Let’s make a reservation right away: no one knows what, how and why exactly happened in the situation with Kurmaev and Partners. “Anonymous” in their report on the hacking only casually mentioned active correspondence with some employees of RKP Law – but it is not clear whether it was an element of the attack, its prerequisite, or already a consequence. Rustam Kurmaev’s company itself did not comment on the leak of its data. There is no information from law enforcement agencies either. Moreover, it is not known whether they are aware of the crime at all; whether they received a corresponding statement from any of the victims.

Over the elapsed time, at least, it would be possible to go public with the version of the “intervention of the enemy special services” (which would look logical, given the obvious readiness of Rustam Kurmaev to trump his father’s “special status” already demonstrated in the “Terminal Service” case).
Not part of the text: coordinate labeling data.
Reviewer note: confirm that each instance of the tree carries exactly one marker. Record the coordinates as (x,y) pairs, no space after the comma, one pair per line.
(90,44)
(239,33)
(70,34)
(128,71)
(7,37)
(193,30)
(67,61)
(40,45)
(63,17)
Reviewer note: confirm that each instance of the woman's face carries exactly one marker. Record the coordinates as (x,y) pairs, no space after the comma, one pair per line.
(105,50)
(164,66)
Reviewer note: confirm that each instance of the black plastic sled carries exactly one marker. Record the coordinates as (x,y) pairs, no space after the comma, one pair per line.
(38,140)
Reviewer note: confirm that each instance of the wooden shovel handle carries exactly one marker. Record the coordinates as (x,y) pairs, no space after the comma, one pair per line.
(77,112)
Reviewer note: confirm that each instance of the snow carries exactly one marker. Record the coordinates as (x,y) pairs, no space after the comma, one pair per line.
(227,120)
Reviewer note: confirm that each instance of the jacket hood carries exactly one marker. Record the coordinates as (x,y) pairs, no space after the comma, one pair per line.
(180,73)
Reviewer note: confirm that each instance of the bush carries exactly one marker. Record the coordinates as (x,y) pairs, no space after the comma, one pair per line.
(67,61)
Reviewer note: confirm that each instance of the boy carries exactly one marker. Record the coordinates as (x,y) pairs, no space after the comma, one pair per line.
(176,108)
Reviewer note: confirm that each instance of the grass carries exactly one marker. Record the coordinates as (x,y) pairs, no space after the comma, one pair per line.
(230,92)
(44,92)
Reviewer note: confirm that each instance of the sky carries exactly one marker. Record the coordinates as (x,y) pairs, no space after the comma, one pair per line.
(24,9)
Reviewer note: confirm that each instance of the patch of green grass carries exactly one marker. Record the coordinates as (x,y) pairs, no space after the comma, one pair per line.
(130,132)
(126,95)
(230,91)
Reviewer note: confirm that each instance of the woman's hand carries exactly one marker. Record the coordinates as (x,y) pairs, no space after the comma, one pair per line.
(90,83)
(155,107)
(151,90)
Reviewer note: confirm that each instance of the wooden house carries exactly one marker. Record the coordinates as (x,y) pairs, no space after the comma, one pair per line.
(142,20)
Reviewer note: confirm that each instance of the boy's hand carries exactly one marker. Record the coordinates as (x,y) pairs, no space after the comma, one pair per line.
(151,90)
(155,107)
But then it would be necessary to involve very serious structures in the real (and not PR) investigation of the incident. Which (this option is not excluded) could, during the investigation, come to rather unexpected and not very pleasant conclusions for RKP Law.

Why Rustam Kurmaev is silent, if desired, can be understood, given the likely devastating consequences of the very fact of the leak for the professional reputation of the law firm. But after this publication, any of the organization’s 250 clients, who also became an unwitting victim of a leak, can apply to law enforcement agencies. And with such a development of events, “Rustam Kurmaev and partners” may well move from the category of “victims” to the category of suspects and co-defendants, and then in any case it will be necessary to form some kind of “official position”.

Based on media materials

* Alexey Navalny is included in the list of individuals in respect of whom there is information about their involvement in extremist activities or terrorism.